I've learnt that relationships count alot in mobilising pple. imagine a scenario of a leader who works only through the authority that is vested in him. one thing for sure, the happiness index will be sorely missing. the task assigned is a burden and one can't wait for it to be done and over with.

tonight, i've learnt that friendships count alot in getting things done. without them, i would not be able to gather the pple needed to help me execute the entire contest smoothly. i love gg to the club for the companionship of friends that are constantlhy spurring one another to move further.

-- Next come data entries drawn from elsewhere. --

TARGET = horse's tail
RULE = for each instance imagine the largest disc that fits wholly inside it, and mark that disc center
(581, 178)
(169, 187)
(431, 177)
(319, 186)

being active is one of the surest way of making my presence felt. however if i were to leave the club one day, will i be forgotten and forsaken? how far will my friends go to get me back on the track of pursuing my goals?

Monday, August 24, 2009

can things be simpler?

handling dominant pple....

having complaints, nonsense and the what-nots raining down incessently, what can instantly appease them?

letting down pride and adopting a non-confrontational stance is one way to ease the tension.

i can never understand how their minds are wired. they like to be on top and be empowered, towering over others and in the process make others insignificant. it doesn't hurt just to reaffirm them and pretend to be siding with them.

i'm not interested to change them. being task oriented, i like to work around the problem just making sure that my objective is met, never too bothered about who's in the wrong. sweeping things under the carpet till the whole issue blows up again... well, i can only manage this way given the shortage of time and the urgency to get things done.

there are so many interests to take care of - stakeholders, bystanders and the executers....

this is a totally different ball game - too many opinions over a single issue. the need to ensure no one is left out is draining and delays the progress unnecessarily.


Sunday, August 23, 2009

TCC

what does having The Courage to Create mean?

Having the strength to start something new? the onset of a new journey peppered with surprises?

getting to know myself and looking at the core of the problem - that's what i'm gg through soon. what sort of truth will i uncover? where can i go from here? how much will i change? the transformation awaits me.... and i'm waiting with bated breath.

Thursday, August 13, 2009

burn-out

for the very first time, i walked out feeling lousy. why didn't i improve
despite numerous practice sessions?
i remembered feeling really tired. i could not recall the simplest word to express my thoughts. Damn... i thought the script had been well-rehearsed? why didnt i perform to expectations?

growth is evading me. the sense of euphoria is missing.

Not growing is frustrating.

Tuesday, August 4, 2009

the factor that matters

it's amazing how easy it is to persuade someone totallly unrelated to be part of the greater plan with the use of excellent people skills.

when someone starts showing concern, my burden is instantly lighten, even though i've no intention of revealing it to anyone.
i admire how my boss does it easily, without any trace of favouritism. maybe this is his core winning formula that makes me lose the will to struggle or fight in search for my next job. he has earned my respect. he readily accepts anyone into his circle without prejudice.

again, allowing me to grow at my own pace with his constant attention at the right moments made me think otherwise about the perhaps non-existent greener pastures outside. or maybe there is really somewhere that suits me better, just that the timing isn't right.

Care n Concern... i'm amazed at what this invisible force can do to penetrate hearts and minds.